Em 15 anos de Defensoria, Castelo Branco classificou o atual momento da segurança pública no Estado, no contexto em que ele atua, como “um dos piores, em termos de se ver sofrimento”.

“Estive com um menino de 12 anos, sobrevivente da chacina de sábado. Ele tomou um tiro na perna. No hospital, ele me disse: ‘O que dói não é o tiro na perna, é não ter meu pai aqui comigo’. É uma situação que foge completamente ao controle. No caso da chacina em Itapajé, é imperdoável uma cadeia superlotada de presos de facções rivais, com um único agente penitenciário para dar conta, ter armas e munições dentro”, criticou.

“A omissão do Estado chega a ser dolosa. Não estamos falando de um grupo criminoso invadir um local, atirar e matar, mas de uma área que deveria estar sob o controle do Estado.”

Dez presos foram mortos na manhã desta segunda-feira (29) durante rebelião na Cadeia Pública de Itapajé, a 125 km de Fortaleza - Wellington Macedo/Estadão Conteúdo - Wellington Macedo/Estadão Conteúdo
Cadeia tinha 113 presos durante rebelião; capacidade é para 25
Imagem: Wellington Macedo/Estadão Conteúdo

Defensor leu a lista de mortos a familiares

Castelo Branco foi o responsável por ler, a familiares do lado de fora da cadeia em Itapajé, a lista com os nomes dos dez presos mortos e dos oito feridos –três deles, em estado grave.

“Não havia assistente social ou psicólogo para prestar esse serviço aos familiares do lado de fora da unidade.

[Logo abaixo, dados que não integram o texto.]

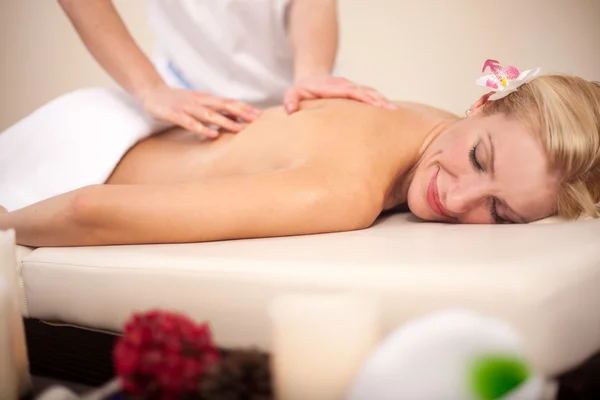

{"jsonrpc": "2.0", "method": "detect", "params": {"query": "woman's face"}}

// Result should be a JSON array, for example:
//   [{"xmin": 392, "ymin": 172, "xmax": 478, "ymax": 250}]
[{"xmin": 407, "ymin": 114, "xmax": 559, "ymax": 224}]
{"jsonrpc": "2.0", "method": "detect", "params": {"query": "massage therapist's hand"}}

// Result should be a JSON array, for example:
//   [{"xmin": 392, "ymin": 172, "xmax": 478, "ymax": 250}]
[
  {"xmin": 283, "ymin": 75, "xmax": 395, "ymax": 114},
  {"xmin": 139, "ymin": 84, "xmax": 260, "ymax": 138}
]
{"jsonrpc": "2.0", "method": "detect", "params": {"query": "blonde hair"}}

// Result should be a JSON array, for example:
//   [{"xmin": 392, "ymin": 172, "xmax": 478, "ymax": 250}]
[{"xmin": 483, "ymin": 75, "xmax": 600, "ymax": 219}]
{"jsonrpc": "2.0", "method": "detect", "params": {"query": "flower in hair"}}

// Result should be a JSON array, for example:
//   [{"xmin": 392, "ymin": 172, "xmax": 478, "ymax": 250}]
[{"xmin": 475, "ymin": 59, "xmax": 541, "ymax": 100}]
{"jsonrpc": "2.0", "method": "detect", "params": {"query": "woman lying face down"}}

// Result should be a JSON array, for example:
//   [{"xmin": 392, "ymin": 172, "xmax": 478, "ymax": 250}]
[{"xmin": 0, "ymin": 75, "xmax": 600, "ymax": 246}]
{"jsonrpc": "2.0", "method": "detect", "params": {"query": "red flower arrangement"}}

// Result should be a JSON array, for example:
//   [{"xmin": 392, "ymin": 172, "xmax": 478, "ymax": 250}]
[
  {"xmin": 114, "ymin": 311, "xmax": 220, "ymax": 400},
  {"xmin": 110, "ymin": 310, "xmax": 272, "ymax": 400}
]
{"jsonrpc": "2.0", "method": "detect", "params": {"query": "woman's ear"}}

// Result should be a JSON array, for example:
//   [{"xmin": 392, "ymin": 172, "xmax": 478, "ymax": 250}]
[{"xmin": 467, "ymin": 92, "xmax": 494, "ymax": 116}]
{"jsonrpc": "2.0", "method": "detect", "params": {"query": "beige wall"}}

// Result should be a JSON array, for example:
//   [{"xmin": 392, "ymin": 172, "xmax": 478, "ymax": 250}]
[{"xmin": 0, "ymin": 0, "xmax": 600, "ymax": 130}]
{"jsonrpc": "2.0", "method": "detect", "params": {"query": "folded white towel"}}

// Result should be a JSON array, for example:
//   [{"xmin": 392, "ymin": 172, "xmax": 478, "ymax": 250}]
[{"xmin": 0, "ymin": 88, "xmax": 167, "ymax": 211}]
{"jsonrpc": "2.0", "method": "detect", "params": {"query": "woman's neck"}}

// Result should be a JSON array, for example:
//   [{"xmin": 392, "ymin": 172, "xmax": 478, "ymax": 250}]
[{"xmin": 383, "ymin": 120, "xmax": 457, "ymax": 211}]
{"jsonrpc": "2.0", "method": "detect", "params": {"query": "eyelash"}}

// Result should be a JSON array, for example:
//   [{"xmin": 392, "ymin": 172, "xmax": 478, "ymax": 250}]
[{"xmin": 469, "ymin": 145, "xmax": 507, "ymax": 224}]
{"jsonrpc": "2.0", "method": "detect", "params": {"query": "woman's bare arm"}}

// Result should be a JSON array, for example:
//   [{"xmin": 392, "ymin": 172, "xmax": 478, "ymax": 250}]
[{"xmin": 0, "ymin": 170, "xmax": 381, "ymax": 246}]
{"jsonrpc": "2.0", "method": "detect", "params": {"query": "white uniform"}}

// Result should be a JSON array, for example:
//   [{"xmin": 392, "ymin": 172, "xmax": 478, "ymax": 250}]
[{"xmin": 146, "ymin": 0, "xmax": 293, "ymax": 108}]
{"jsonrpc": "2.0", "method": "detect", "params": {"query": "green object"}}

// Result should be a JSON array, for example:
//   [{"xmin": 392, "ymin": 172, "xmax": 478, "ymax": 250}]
[{"xmin": 468, "ymin": 354, "xmax": 530, "ymax": 400}]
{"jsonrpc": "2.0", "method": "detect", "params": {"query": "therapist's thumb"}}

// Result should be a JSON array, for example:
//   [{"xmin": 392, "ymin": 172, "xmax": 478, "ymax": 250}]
[{"xmin": 283, "ymin": 89, "xmax": 300, "ymax": 114}]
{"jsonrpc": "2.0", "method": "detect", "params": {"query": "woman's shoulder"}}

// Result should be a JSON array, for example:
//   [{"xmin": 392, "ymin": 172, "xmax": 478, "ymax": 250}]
[{"xmin": 393, "ymin": 101, "xmax": 459, "ymax": 120}]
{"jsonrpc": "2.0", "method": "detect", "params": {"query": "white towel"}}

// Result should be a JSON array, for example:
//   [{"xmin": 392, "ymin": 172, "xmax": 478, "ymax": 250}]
[{"xmin": 0, "ymin": 88, "xmax": 168, "ymax": 211}]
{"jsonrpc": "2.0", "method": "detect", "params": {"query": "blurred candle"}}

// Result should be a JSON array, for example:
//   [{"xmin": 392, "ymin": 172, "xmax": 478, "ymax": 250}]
[{"xmin": 271, "ymin": 294, "xmax": 381, "ymax": 400}]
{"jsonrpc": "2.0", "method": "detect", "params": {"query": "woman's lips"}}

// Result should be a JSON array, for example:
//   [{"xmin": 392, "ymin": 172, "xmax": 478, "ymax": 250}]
[{"xmin": 427, "ymin": 168, "xmax": 451, "ymax": 218}]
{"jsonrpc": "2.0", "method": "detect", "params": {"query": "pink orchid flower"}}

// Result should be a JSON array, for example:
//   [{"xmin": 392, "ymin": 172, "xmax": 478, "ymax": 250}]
[{"xmin": 476, "ymin": 59, "xmax": 541, "ymax": 100}]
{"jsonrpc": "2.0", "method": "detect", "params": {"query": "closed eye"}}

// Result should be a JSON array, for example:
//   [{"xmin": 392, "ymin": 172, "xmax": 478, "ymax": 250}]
[{"xmin": 469, "ymin": 144, "xmax": 483, "ymax": 172}]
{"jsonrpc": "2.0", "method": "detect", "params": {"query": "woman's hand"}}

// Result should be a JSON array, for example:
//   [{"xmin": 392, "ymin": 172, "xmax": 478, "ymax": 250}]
[
  {"xmin": 139, "ymin": 84, "xmax": 260, "ymax": 138},
  {"xmin": 283, "ymin": 75, "xmax": 395, "ymax": 114}
]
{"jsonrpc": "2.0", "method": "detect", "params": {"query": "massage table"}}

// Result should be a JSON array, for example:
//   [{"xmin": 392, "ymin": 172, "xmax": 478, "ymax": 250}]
[{"xmin": 7, "ymin": 213, "xmax": 600, "ymax": 396}]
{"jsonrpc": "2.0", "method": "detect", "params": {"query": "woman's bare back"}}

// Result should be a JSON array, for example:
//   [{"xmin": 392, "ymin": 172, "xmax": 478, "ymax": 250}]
[
  {"xmin": 0, "ymin": 100, "xmax": 456, "ymax": 246},
  {"xmin": 107, "ymin": 100, "xmax": 458, "ymax": 188}
]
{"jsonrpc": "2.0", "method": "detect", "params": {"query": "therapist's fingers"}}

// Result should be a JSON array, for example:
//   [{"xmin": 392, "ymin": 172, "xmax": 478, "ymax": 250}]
[
  {"xmin": 173, "ymin": 112, "xmax": 219, "ymax": 139},
  {"xmin": 283, "ymin": 88, "xmax": 301, "ymax": 114},
  {"xmin": 185, "ymin": 107, "xmax": 243, "ymax": 132},
  {"xmin": 200, "ymin": 96, "xmax": 260, "ymax": 122}
]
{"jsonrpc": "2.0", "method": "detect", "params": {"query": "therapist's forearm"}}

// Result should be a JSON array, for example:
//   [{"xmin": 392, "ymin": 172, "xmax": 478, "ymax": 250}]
[
  {"xmin": 59, "ymin": 0, "xmax": 163, "ymax": 99},
  {"xmin": 289, "ymin": 0, "xmax": 339, "ymax": 81}
]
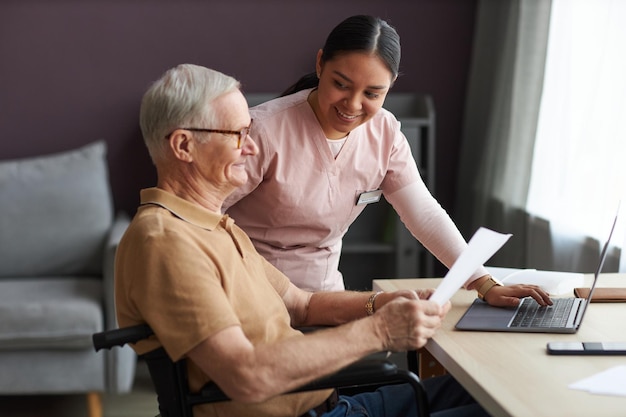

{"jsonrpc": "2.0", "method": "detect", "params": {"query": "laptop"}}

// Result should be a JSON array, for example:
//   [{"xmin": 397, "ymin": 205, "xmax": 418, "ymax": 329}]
[{"xmin": 455, "ymin": 210, "xmax": 619, "ymax": 333}]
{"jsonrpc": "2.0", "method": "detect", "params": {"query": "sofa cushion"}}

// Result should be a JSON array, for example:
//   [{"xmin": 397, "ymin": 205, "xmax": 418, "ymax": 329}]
[
  {"xmin": 0, "ymin": 277, "xmax": 104, "ymax": 350},
  {"xmin": 0, "ymin": 141, "xmax": 113, "ymax": 278}
]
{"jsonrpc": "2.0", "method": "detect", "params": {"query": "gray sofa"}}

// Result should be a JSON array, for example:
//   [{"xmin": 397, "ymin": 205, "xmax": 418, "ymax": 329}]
[{"xmin": 0, "ymin": 141, "xmax": 136, "ymax": 417}]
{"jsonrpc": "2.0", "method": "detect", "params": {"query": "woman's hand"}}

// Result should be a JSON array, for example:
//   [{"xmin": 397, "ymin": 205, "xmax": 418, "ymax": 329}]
[{"xmin": 484, "ymin": 284, "xmax": 552, "ymax": 307}]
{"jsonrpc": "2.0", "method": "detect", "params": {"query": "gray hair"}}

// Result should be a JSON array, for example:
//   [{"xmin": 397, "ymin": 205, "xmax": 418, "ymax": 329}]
[{"xmin": 139, "ymin": 64, "xmax": 241, "ymax": 162}]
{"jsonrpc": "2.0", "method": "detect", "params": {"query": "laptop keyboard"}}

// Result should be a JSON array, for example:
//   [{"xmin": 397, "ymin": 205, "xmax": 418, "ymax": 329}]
[{"xmin": 509, "ymin": 298, "xmax": 574, "ymax": 327}]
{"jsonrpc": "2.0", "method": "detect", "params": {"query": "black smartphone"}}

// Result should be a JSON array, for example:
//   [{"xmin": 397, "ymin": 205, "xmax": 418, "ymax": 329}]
[{"xmin": 546, "ymin": 342, "xmax": 626, "ymax": 355}]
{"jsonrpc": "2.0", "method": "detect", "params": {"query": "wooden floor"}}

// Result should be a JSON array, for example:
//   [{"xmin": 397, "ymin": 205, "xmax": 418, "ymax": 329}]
[{"xmin": 0, "ymin": 362, "xmax": 159, "ymax": 417}]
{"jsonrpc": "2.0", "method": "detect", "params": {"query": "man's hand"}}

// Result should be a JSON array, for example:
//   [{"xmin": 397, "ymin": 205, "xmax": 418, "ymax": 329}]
[{"xmin": 374, "ymin": 292, "xmax": 450, "ymax": 352}]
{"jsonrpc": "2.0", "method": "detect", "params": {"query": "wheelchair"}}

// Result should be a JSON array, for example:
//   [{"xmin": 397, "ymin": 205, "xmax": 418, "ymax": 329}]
[{"xmin": 92, "ymin": 324, "xmax": 430, "ymax": 417}]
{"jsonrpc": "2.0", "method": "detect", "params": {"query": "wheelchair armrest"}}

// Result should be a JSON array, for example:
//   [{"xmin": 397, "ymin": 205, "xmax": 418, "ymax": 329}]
[
  {"xmin": 92, "ymin": 324, "xmax": 154, "ymax": 352},
  {"xmin": 295, "ymin": 359, "xmax": 399, "ymax": 392}
]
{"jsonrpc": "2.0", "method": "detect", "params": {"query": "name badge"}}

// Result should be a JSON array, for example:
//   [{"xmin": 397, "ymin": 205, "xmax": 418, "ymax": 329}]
[{"xmin": 356, "ymin": 190, "xmax": 383, "ymax": 206}]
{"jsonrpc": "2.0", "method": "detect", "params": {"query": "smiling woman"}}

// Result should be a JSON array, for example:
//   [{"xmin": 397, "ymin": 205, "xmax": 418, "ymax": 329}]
[{"xmin": 223, "ymin": 16, "xmax": 544, "ymax": 303}]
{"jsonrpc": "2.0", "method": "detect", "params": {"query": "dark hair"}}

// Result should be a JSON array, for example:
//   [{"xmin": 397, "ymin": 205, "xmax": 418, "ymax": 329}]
[{"xmin": 281, "ymin": 15, "xmax": 400, "ymax": 96}]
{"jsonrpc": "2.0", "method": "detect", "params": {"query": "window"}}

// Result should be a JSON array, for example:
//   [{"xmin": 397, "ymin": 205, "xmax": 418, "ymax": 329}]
[{"xmin": 528, "ymin": 0, "xmax": 626, "ymax": 240}]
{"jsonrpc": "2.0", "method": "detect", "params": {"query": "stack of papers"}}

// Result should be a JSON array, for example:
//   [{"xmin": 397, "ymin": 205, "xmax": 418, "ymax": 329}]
[{"xmin": 569, "ymin": 365, "xmax": 626, "ymax": 397}]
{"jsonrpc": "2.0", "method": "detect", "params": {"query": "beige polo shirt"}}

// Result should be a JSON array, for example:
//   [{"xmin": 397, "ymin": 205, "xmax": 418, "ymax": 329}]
[{"xmin": 115, "ymin": 188, "xmax": 330, "ymax": 416}]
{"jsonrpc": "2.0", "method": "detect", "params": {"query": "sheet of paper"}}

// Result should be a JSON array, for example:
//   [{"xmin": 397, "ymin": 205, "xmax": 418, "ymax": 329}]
[
  {"xmin": 569, "ymin": 365, "xmax": 626, "ymax": 397},
  {"xmin": 430, "ymin": 227, "xmax": 511, "ymax": 305}
]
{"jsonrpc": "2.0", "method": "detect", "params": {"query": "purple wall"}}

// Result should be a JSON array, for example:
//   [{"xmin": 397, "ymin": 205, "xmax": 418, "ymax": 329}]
[{"xmin": 0, "ymin": 0, "xmax": 476, "ymax": 214}]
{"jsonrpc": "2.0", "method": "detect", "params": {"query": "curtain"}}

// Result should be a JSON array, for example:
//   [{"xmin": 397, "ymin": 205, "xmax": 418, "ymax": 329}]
[
  {"xmin": 454, "ymin": 0, "xmax": 551, "ymax": 267},
  {"xmin": 527, "ymin": 0, "xmax": 626, "ymax": 269},
  {"xmin": 454, "ymin": 0, "xmax": 626, "ymax": 272}
]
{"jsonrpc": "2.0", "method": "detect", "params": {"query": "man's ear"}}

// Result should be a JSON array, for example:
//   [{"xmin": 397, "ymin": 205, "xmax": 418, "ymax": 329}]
[
  {"xmin": 169, "ymin": 129, "xmax": 196, "ymax": 162},
  {"xmin": 315, "ymin": 49, "xmax": 324, "ymax": 78}
]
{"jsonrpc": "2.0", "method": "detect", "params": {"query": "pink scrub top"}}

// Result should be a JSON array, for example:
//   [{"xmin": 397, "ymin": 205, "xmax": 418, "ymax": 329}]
[{"xmin": 223, "ymin": 89, "xmax": 478, "ymax": 291}]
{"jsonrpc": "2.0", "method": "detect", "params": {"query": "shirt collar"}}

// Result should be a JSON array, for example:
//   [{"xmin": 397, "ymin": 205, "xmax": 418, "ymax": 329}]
[{"xmin": 140, "ymin": 187, "xmax": 224, "ymax": 230}]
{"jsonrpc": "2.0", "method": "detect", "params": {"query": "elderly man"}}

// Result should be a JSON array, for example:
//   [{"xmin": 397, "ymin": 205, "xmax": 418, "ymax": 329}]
[{"xmin": 115, "ymin": 65, "xmax": 488, "ymax": 417}]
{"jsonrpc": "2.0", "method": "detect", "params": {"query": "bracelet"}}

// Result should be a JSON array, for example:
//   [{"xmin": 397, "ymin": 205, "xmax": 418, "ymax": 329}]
[
  {"xmin": 365, "ymin": 291, "xmax": 382, "ymax": 316},
  {"xmin": 476, "ymin": 275, "xmax": 502, "ymax": 301}
]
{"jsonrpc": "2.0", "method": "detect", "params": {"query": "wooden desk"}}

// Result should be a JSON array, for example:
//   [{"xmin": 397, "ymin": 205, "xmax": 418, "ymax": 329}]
[{"xmin": 373, "ymin": 274, "xmax": 626, "ymax": 417}]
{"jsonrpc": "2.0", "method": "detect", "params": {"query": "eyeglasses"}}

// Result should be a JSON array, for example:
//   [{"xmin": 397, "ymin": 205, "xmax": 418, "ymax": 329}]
[{"xmin": 165, "ymin": 120, "xmax": 253, "ymax": 149}]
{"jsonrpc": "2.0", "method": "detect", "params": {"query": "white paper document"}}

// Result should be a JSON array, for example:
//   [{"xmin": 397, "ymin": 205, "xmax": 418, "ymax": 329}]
[
  {"xmin": 429, "ymin": 227, "xmax": 511, "ymax": 305},
  {"xmin": 569, "ymin": 365, "xmax": 626, "ymax": 397}
]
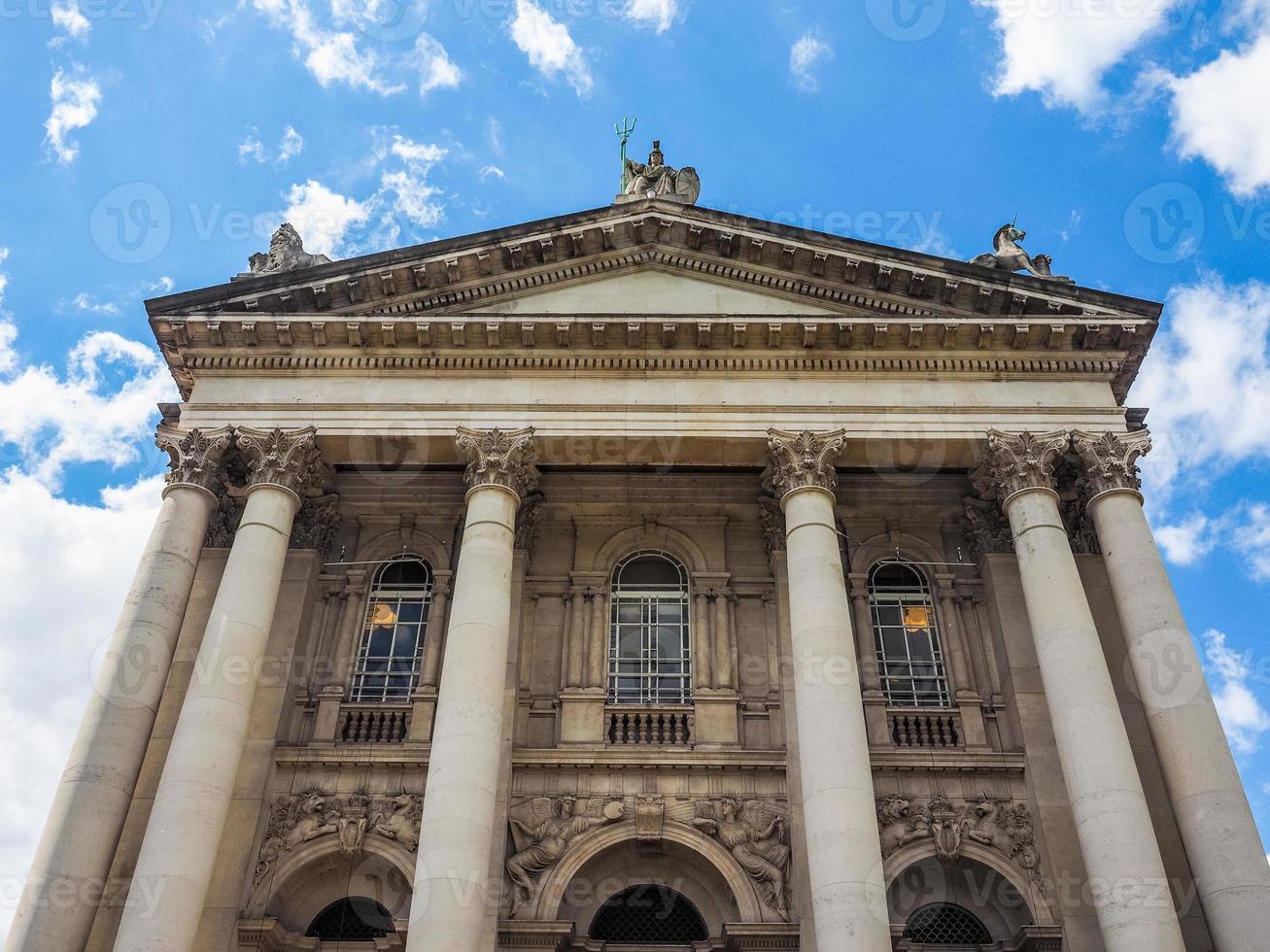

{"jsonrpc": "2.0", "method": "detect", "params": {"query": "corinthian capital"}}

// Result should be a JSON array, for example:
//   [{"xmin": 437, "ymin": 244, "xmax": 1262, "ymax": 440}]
[
  {"xmin": 976, "ymin": 430, "xmax": 1069, "ymax": 501},
  {"xmin": 1072, "ymin": 430, "xmax": 1150, "ymax": 496},
  {"xmin": 455, "ymin": 426, "xmax": 538, "ymax": 497},
  {"xmin": 154, "ymin": 424, "xmax": 233, "ymax": 493},
  {"xmin": 764, "ymin": 430, "xmax": 847, "ymax": 497},
  {"xmin": 237, "ymin": 426, "xmax": 326, "ymax": 496}
]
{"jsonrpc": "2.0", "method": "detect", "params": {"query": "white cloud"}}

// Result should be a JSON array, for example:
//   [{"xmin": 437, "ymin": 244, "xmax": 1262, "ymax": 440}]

Eu lia os nomes dos mortos e dos sobreviventes, e quem estava ao meu lado, de repente, desabava no choro”, relatou.

“Não vou esquecer nunca de uma menina de 10, 12 anos que chorou pelo pai, ao ouvir o nome dele, e de outra, na mesma faixa de idade, que engoliu o choro e queria apenas saber onde o corpo do irmão estava para que ela pudesse enterrá-lo. Um país que naturaliza isso é um país indigno”, concluiu.

Estado transfere 44 presos de duas facções

Também nesta terça, o governo do Ceará confirmou a transferência de 44 presos que estavam na cadeia pública de Itapajé.

Segundo a Secretaria de Justiça e Cidadania do Ceará, os presos foram encaminhados a unidades na região metropolitana de Fortaleza. Por motivos de segurança, não foram especificados os locais de destino dos presos.

Para o Conselho Penitenciário do Estado do Ceará (Copen), vinculado à secretaria, a medida é emergencial, mas não resolve a crise de segurança cearense.